Но он был очевидцем того, как это чудо свершилось с Афиной. Вчера еще — длинноногий, светловолосый жеребенок, игривый и чуть нескладный, а буквально на следующий день — уже предмет страсти всех мужчин. Теперь настала очередь Джудит, и он вспомнил девочку, с которой впервые заговорил в вагоне поезда четыре года тому назад. Воспоминание и навевало легкую грусть, и вместе с тем вызывало отрадное чувство. Его отец, старый доктор Уэллс, в Первую мировую войну был офицером медицинской службы на фронте, и он рассказывал, хотя и не вдаваясь в подробности, об ужасах, которые ему довелось испытать. Поэтому Джереми отдавал себе отчет в том, что в ближайшие месяцы и годы службы корабельным врачом на борту одного из судов Его Величества ему придется выработать иммунитет к одиночеству, физическому изнеможению, дискомфорту и подлинному ужасу. Тогда, возможно, как раз воспоминания о лучших днях помогут ему не сломаться, не потерять рассудок, сохранить душевное равновесие.
Такова и эта минута. Пойманный, точно мушка в янтаре, миг, который превратится в одно из таких драгоценных воспоминаний.
Он стоял у дверей комнаты Джудит довольно долго и уже собрался было заговорить, но в этот момент музыка Баха подошла к своему величественному финалу. Отзвучали последние аккорды, и пустая тишина заполнилась воркованием голубей, разгуливающих во внутреннем дворе за окном.
— Джудит…
Она подняла глаза, увидела его и несколько секунд молчала, бледнея от дурных предчувствий. Наконец проговорила:
— Диана больна.
И это был не вопрос, а утверждение. Как будто не он, а она была врачом.
— Вовсе нет, — немедленно успокоил ои, — просто переутомилась.
— А-а… — Она выпустила из руки авторучку и откинулась на спинку стула. — Слава Богу!.. Мэри сказала, что она в постели, но ничего не говорила о том, что тебя вызвали.
— Мэри ничего не знает. Я с ней еще не виделся. Никого еще не видел, кроме миссис Неттлбед.

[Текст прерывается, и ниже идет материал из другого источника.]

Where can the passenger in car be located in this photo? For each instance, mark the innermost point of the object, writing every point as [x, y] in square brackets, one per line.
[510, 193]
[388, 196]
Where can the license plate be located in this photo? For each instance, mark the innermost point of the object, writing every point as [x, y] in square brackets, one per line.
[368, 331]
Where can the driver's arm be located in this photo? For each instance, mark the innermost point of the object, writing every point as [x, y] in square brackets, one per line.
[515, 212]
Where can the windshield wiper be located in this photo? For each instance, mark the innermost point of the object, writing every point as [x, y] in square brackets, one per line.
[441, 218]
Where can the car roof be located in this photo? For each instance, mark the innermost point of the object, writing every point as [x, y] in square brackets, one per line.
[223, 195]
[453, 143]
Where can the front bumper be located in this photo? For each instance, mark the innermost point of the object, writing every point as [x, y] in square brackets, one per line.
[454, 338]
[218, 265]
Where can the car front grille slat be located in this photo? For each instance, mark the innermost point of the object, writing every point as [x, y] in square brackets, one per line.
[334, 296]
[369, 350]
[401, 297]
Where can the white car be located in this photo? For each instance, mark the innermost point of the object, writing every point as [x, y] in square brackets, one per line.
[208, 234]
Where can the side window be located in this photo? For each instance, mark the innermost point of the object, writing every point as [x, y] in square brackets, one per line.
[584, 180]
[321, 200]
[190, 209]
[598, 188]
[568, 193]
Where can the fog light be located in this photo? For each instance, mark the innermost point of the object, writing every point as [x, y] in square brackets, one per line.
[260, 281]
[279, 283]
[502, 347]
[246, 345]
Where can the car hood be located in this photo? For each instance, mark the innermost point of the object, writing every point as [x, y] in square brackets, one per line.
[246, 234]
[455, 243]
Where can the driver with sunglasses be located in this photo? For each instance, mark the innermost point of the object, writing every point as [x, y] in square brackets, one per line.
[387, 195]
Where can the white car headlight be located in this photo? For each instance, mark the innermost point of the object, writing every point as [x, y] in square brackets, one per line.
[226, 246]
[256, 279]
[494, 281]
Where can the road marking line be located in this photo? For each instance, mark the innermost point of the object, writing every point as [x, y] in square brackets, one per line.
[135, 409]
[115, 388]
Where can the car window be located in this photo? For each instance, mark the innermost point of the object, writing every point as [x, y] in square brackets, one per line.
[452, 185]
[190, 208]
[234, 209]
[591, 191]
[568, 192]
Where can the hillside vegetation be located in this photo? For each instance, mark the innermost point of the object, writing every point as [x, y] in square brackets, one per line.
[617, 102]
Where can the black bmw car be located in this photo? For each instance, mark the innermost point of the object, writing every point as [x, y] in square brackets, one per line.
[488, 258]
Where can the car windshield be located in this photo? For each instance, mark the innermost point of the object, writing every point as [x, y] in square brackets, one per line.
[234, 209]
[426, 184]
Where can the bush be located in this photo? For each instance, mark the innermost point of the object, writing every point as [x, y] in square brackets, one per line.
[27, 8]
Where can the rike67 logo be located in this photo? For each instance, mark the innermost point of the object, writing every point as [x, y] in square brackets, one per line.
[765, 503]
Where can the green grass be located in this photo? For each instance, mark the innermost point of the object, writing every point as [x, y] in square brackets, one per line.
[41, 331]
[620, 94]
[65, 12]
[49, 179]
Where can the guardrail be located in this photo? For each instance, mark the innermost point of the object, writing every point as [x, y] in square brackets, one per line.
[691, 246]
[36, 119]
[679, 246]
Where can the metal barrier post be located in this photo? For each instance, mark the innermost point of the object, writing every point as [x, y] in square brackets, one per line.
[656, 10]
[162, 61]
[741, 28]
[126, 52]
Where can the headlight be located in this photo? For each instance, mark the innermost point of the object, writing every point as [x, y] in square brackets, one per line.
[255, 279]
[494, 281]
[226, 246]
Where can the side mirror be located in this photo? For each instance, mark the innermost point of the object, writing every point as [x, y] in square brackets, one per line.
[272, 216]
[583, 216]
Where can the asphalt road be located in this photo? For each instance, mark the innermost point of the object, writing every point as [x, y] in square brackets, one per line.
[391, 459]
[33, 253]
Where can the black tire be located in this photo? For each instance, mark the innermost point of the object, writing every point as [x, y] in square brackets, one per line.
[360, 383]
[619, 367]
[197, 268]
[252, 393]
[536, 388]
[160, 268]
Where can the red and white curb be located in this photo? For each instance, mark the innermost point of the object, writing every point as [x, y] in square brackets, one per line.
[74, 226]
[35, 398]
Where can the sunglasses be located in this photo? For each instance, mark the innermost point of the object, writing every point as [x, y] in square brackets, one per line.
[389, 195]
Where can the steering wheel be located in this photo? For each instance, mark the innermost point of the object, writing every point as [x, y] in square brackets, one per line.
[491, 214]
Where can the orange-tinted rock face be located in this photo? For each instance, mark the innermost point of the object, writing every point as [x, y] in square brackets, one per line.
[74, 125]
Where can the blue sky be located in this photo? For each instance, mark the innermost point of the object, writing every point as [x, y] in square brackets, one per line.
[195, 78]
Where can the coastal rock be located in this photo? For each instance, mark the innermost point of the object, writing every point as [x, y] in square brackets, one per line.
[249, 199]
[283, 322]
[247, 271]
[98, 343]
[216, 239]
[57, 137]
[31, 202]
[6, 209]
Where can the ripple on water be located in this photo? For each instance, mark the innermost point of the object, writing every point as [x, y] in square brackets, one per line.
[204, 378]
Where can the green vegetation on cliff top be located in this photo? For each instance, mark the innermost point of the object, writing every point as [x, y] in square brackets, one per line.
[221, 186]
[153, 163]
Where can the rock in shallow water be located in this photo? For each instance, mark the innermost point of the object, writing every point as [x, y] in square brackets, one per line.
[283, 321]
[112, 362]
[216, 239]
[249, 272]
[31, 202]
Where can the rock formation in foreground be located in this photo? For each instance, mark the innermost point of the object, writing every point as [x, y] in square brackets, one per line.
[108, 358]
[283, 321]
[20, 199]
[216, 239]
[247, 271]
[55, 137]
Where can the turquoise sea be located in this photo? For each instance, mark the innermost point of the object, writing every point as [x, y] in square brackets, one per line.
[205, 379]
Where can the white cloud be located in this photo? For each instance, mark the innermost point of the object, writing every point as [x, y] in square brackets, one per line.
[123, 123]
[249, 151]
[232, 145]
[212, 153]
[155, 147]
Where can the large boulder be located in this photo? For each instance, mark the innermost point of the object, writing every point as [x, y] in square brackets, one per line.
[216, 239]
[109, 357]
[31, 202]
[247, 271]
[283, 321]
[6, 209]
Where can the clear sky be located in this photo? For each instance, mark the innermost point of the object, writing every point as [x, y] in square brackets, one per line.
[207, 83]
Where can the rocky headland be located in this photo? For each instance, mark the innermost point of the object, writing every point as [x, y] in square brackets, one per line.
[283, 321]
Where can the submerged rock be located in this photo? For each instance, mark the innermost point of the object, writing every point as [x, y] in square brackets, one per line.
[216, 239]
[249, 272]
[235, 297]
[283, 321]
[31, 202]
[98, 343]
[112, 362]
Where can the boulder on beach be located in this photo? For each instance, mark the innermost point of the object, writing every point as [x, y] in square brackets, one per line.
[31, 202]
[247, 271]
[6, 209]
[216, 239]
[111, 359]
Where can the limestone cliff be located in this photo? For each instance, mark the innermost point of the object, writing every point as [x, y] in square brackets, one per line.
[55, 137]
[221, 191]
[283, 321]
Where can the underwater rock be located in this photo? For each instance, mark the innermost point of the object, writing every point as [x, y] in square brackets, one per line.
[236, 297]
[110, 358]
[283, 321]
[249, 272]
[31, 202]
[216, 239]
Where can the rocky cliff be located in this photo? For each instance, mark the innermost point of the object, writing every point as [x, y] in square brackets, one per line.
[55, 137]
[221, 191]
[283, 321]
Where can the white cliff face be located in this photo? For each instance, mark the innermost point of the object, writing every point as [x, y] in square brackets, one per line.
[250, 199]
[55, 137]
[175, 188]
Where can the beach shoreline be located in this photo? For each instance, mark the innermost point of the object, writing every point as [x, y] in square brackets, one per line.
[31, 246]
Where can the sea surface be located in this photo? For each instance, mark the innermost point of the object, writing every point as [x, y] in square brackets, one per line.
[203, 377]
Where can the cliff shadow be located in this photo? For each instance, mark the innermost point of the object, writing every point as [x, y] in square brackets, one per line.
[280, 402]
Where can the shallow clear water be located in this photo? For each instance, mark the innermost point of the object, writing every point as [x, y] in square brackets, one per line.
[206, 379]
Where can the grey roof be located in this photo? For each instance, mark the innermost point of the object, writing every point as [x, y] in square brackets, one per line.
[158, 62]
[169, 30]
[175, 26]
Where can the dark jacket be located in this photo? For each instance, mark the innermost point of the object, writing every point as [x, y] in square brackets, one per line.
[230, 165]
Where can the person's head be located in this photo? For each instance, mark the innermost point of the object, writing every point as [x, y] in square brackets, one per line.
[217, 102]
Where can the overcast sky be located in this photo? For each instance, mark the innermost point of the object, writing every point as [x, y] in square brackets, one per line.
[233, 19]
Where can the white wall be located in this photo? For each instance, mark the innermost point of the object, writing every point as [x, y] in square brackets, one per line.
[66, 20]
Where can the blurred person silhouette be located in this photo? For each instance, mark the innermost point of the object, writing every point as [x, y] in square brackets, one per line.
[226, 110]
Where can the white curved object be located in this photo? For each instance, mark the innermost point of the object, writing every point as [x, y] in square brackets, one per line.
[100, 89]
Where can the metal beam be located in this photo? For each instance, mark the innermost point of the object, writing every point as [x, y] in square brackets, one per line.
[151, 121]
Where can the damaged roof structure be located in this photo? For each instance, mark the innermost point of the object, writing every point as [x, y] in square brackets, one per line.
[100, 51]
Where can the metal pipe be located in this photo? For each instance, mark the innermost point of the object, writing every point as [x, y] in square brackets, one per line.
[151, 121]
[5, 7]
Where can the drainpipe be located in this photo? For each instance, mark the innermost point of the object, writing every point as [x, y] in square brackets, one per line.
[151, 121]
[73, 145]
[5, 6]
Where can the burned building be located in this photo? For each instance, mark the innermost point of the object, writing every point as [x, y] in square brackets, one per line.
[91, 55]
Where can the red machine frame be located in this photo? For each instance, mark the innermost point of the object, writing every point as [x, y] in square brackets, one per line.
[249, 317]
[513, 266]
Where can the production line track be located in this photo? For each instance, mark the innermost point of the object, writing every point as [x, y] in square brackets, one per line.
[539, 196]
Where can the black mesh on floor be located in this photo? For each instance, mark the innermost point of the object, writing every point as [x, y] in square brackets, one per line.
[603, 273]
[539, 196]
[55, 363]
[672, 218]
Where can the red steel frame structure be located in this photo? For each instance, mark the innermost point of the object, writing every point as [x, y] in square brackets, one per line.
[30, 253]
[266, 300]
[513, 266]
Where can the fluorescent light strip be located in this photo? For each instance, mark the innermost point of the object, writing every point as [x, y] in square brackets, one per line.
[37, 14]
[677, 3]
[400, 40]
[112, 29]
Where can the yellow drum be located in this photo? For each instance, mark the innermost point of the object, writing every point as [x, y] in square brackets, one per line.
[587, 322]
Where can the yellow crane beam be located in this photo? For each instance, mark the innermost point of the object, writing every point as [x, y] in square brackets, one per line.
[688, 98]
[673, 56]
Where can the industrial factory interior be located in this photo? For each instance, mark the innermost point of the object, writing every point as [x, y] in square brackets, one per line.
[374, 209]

Вроде бы все отправились в церковь. А меня вовсе не вызывали, я сам пришел. Диана правда здорова, не волнуйся.
— Может, мне зайти к ней на минутку?
— Не надо ее тревожить. Думаю, она хочет поспать. Ты сможешь заглянуть к ней попозже. — Он смущенно замолчал. — Я тебе не помешал?
— Нет, нисколько. Я всего лишь пыталась написать маме, но что-то ничего не выходит. Заходи. Иди сюда и присаживайся. Я не видела тебя не знаю сколько месяцев.
Он зашел в комнату, перешагнул через чемоданы и опустился в креслице, до смешного узкое для его широкой крепкой спины.
— Когда ты вернулась?
— Часа полтора назад. Сначала думала распаковаться, а потом решила сесть за письмо к родителям. Я так давно не писала. Столько всего произошло.